I’ve shot quite a few weddings at this point and have certainly gotten much better at capturing the day. Mike and Alyssa’s wedding brought me back to some of the lessons I’ve learned since my first fumbling attempt at another friend’s wedding. Here are a couple of points I keep coming back to and make an effort to live by:
- Never let anyone touch your equipment, and check it thoroughly in the event that someone does get their paws on it. At my first wedding, I shot the entire event in the 1600 iso setting because a curious DJ wanted to check out my camera. Disappointing for sure when all of the images came back very grainy.
- Be prepared for anything. Weddings are extremely fluid, and there are constantly moving elements and innumerable factors that affect the outcome and flow of the day. If you don’t want to be too stressed, go into it with a limited set of expectations and the ability to change those expectations at the drop of a hat.
- Learn to adapt. This can be an immediate reaction to changing weather or taking a bunch of grainy images (see #1) and editing them in B&W with heavy blacks and vignetting to get an antique look. Take what you’re given and make the best of it.
- Cater to the bride as much as possible. I’m generalizing a bit here, but the groom (most times) couldn’t care less about a book of pictures of him getting ready. As long as he gets a couple of shots with him and his “boys”, the groom will typically be happy. This applies primarily to the prep shots, but listen to the bride as much as possible, because she is your real critic and client (with the mother of the bride being a close second). The bride, on the other hand, has often been dreaming of this day her whole life and will inevitably be a bit more demanding with a more concrete vision of what she wants.
- Get a second shooter. This could be #1 because it makes such a difference in the shots you get. While you’re concentrating on the bride and groom, the second photographer can be focusing on details and dad, grandma and grandpa, and the tears rolling down mom’s face in the crowd. That’s tough to handle and a tall order by yourself – especially in a fast-paced ceremony. If you’re lucky, your wife (in my case), a significant other, a good friend, or someone else you trust can act as a good complement.
- If you’re going to do it, spend the money on good equipment. Even if you know what you’re doing, having the right equipment will make a huge difference. Having a couple of flashes for the evening shots or fill light, a bag of lenses for some creative work, or a second camera body to lessen the time spent switching out lenses makes all the difference and makes your job of capturing those memorable moments that much easier.
- Know your equipment. Read the manuals. Know what the different settings do. Know why you are getting the results you’re getting with the settings you’re using. Understand how to adjust your equipment to attain the desired creative results. Do as much testing and shooting in your off time as you can to work on your technique and knowledge.
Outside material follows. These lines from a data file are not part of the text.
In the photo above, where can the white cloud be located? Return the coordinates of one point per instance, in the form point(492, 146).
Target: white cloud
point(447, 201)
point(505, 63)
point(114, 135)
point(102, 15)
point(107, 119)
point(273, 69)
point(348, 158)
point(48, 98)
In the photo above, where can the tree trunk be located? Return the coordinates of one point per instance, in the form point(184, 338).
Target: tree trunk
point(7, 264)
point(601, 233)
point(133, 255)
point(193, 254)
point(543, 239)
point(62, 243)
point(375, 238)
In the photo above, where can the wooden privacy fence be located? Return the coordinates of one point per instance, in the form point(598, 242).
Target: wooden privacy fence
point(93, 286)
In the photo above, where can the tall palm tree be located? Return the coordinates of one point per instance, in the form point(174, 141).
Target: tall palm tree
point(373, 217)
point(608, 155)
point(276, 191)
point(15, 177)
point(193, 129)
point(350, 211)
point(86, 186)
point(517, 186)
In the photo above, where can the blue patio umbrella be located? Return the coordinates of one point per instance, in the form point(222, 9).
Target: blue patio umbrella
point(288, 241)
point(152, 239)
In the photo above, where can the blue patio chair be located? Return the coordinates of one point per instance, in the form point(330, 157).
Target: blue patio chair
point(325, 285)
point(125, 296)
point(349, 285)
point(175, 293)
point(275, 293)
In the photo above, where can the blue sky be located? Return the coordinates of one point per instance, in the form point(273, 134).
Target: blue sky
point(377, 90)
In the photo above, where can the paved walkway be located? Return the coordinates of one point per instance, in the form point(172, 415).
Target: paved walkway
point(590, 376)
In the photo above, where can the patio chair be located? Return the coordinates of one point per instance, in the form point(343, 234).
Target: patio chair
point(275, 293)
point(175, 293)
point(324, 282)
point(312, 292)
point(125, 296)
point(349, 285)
- Have a lot of memory cards and shoot a lot of pictures. It’s better to have too many pics, and if you can minimize the times you have to download your images or switch out a memory card, the chances of you making a mistake and missing a shot or accidentally deleting a bunch of images will be far less.
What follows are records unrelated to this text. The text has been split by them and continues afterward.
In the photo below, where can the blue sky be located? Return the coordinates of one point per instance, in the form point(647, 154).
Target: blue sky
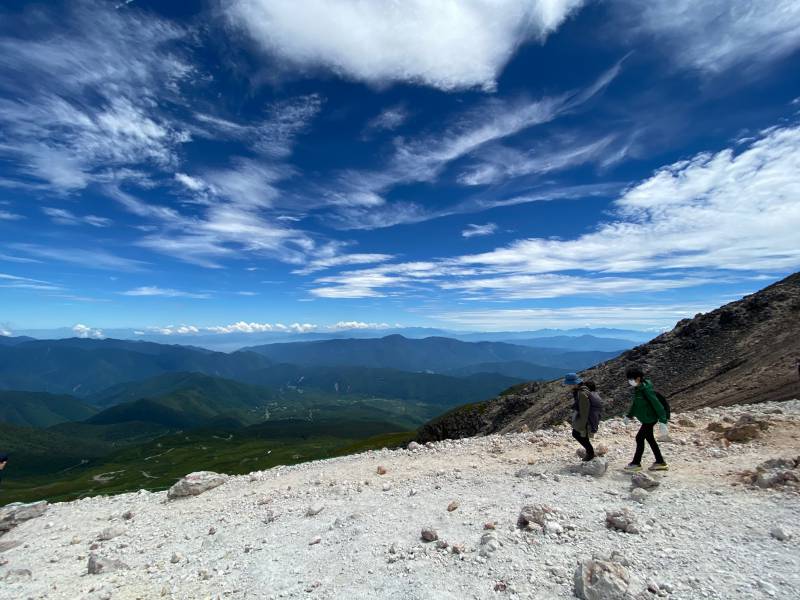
point(246, 165)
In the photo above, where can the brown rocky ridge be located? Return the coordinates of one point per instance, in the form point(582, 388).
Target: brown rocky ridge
point(744, 352)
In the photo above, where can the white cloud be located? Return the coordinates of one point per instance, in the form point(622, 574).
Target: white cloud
point(716, 35)
point(714, 211)
point(84, 331)
point(423, 159)
point(389, 119)
point(8, 216)
point(346, 325)
point(84, 99)
point(474, 230)
point(713, 216)
point(531, 287)
point(94, 258)
point(164, 292)
point(245, 327)
point(26, 283)
point(499, 164)
point(191, 183)
point(636, 316)
point(447, 45)
point(338, 261)
point(65, 217)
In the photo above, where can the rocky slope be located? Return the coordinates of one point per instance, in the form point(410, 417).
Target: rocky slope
point(743, 352)
point(508, 516)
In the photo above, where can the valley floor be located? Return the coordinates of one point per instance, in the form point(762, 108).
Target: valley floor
point(703, 532)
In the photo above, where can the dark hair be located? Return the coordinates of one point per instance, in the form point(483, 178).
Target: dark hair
point(634, 373)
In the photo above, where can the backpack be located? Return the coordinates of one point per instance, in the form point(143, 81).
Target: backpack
point(595, 410)
point(664, 403)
- Have Fun! The more fun you have at the event, the better your pics will look. If you have a minute, get some alone time with the bride and groom. Take them off to the side, and do a private little photo shoot after the ceremony when they are completely relaxed, relieved, and happy to finally be married. Your enjoyment in what you’re doing certainly comes through in the images you end up with.
- Remember, you are a storyteller. Years from now, the bride and groom will want to remember the feeling of that monumental day. What was the progression of events through the day? What was the weather? What was the view out of the windows of the venue? What did the details of the clothes look like? What did the decorations look like? What were all of their guests doing when they were so focused on each other?
Set the scene. Tell the story. The periphery is sometimes just as important as the main attraction.
So that’s my take on shooting weddings. Every event offers new challenges, and even though it’s a ton of work and responsibility, it can also be a lot of fun. Seeing the joy and gratitude for your effort – an effort that will be enjoyed for years to come by the couple – makes it worth it.